The tax strategy group looks at what the tax system currently offers by way of incentives and reliefs for property owners, and the taxation on property transactions.
Continued economic recovery and population increases are listed as the main reasons for increasing demand,which has not been met with an equivalent supply response.
In 2013, 8,400 housing units were completed, increasing to 11,000 in 2014, and expected to amount to 12,500 in 2015.
Data produced by the Central Bank of Ireland for Quarter 3 of 2016, shows that of the 29,000 units traded in 2014, nearly 59% of transactions were purchases by cash buyers.
Piecing together the information from all of these sources, it’s apparent that the housing market is dysfunctional, with property prices rising but not satisfied by supply, and first-time buyers becoming priced out of the market, mainly by investors, who in turn are benefiting from rapid increases in the value of their investments, and increased rental yields.
The tax strategy group report highlights the dangers in subsidising the rent or mortgage interest, noting the Commission on Taxation was of the view that, in the same way that mortgage interest relief increases the cost of housing, rent relief increases the cost of private rented accommodation and, as a result, the tax strategy group ecommended that rent relief should be discontinued.
A push to support buyers and tenants simply adds more to the demand side of the equation.
On the supply side, the tax strategy group explores the property incentives regime, such as the living over the shop scheme.

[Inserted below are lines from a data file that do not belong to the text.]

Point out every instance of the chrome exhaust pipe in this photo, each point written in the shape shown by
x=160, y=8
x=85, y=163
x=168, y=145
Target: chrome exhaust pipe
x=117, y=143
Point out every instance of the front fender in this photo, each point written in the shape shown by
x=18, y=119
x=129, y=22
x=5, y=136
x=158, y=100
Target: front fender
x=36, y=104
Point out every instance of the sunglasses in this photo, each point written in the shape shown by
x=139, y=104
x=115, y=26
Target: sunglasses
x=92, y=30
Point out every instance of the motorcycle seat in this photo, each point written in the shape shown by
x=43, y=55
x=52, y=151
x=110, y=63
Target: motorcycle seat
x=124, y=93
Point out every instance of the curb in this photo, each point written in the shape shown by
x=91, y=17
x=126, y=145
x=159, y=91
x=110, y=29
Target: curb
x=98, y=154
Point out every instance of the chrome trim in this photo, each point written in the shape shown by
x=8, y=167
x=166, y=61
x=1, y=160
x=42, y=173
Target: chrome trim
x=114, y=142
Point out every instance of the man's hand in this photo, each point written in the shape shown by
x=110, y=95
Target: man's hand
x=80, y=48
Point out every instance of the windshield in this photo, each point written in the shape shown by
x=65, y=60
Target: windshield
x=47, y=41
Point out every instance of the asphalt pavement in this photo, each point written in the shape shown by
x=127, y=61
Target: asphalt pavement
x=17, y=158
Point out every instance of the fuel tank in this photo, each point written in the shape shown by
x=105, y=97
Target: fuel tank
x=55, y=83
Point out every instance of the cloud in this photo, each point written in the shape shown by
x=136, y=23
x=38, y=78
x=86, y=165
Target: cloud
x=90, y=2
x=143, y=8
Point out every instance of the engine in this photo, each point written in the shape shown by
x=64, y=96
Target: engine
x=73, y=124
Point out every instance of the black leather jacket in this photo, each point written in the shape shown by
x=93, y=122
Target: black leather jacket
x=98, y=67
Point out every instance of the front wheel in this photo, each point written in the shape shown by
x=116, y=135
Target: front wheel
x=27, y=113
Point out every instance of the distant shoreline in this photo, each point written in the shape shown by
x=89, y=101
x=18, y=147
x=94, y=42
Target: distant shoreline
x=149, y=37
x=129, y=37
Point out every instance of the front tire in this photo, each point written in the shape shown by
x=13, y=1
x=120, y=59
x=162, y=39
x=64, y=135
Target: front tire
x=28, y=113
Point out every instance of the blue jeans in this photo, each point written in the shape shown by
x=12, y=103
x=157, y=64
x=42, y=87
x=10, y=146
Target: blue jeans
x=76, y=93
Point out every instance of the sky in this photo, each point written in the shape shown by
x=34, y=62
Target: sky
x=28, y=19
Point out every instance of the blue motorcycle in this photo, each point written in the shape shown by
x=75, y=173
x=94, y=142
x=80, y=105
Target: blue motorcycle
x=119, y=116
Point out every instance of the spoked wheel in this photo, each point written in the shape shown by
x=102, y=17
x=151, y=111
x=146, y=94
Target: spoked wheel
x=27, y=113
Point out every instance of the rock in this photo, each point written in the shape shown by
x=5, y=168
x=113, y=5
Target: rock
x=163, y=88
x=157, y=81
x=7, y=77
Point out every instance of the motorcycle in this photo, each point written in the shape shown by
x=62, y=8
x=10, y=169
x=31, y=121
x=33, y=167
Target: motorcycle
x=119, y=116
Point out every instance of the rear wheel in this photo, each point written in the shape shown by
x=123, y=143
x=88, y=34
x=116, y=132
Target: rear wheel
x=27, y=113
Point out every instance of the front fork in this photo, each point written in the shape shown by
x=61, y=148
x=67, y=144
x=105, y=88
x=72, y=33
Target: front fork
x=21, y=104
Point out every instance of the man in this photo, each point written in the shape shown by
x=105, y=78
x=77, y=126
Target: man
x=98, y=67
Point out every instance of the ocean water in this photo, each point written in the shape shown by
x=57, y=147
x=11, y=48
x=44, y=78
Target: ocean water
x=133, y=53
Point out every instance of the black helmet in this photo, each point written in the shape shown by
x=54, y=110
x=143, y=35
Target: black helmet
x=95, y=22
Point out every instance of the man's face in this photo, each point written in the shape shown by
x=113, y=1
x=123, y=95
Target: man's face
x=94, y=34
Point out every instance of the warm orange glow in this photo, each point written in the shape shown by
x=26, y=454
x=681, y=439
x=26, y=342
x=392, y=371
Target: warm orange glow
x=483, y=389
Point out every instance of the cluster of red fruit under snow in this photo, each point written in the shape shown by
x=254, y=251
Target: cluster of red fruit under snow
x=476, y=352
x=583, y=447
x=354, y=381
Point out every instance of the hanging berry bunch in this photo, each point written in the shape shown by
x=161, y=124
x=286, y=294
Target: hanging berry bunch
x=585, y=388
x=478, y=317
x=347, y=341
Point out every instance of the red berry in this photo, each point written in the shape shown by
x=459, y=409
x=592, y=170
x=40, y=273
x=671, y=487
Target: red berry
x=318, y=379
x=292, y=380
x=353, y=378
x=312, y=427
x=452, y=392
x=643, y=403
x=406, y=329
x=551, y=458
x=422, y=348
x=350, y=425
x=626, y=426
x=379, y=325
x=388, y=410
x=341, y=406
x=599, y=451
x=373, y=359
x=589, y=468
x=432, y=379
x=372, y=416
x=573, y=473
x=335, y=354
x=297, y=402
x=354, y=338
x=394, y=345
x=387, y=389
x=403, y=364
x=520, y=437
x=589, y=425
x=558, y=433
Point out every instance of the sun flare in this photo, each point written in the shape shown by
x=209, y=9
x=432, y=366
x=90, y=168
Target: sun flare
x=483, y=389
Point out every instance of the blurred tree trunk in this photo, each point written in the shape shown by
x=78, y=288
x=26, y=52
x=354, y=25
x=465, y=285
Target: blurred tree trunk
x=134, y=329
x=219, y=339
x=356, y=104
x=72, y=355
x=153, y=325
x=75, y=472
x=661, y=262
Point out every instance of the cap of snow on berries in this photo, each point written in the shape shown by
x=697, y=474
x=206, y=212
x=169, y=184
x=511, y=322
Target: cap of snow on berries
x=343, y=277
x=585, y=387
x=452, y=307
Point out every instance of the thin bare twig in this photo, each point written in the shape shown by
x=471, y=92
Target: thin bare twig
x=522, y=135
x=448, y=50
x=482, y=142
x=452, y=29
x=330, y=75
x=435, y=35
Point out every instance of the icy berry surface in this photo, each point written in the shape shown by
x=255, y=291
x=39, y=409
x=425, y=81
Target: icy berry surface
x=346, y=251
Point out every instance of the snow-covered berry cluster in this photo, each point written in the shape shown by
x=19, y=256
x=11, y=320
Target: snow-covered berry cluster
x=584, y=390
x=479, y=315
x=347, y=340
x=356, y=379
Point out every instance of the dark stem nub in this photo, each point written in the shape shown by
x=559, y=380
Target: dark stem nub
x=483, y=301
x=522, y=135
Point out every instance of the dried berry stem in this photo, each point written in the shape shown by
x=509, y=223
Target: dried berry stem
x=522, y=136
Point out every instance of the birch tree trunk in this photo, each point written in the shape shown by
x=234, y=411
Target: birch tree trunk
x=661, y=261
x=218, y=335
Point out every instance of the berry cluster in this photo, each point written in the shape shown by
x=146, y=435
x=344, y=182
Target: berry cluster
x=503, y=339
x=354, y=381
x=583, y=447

Wealthy investors were best positioned to benefit from investments in such schemes. And many such schemes overran their useful lifespans, leading to oversupply and dead-weight in certain areas.
The TSG report stops short of recommending the re-introduction of such schemes, but does point out that the ESRI is due to report on how tax policy can support the residential property sector.
Meanwhile, the Union of Students in Ireland has been forced to launch a drive to free up accommodation for students by asking home owners to consider renting spare rooms in their homes.
Interestingly, the tax code grants a tax exemption to a home-owner who is in receipt of rent from the letting of a room in their home, where total gross receipts are below €12,000 per annum.
Stop gaps introduced over the last 23 months, such as the cap on lending limits by the Central Bank, the plan to roll out modular housing, and restrictions imposed on landlords in applying rent increases, have done little to address to lack of supply.
Access to finance, stringent planning regulations, infrastructural constraints, and building costs are highlighted as possible factors which may be affecting supply, according to the ESRI.
The TSG report notes that incentivising developers should be avoided where developers effectively benefit from the incentives. Likewise, incentives toward the cost of meeting more stringent regulations are discouraged, until the costs of such stringent building regulations are properly understood.
The TSG report sticks to documenting the existing regime, and does not consider or propose alternative strategies — such as increasing local property tax on vacant properties, and expansion of the Home Renovation Scheme through a higher incentive, or taxation of development land, a so-called “use it or lose it” approach.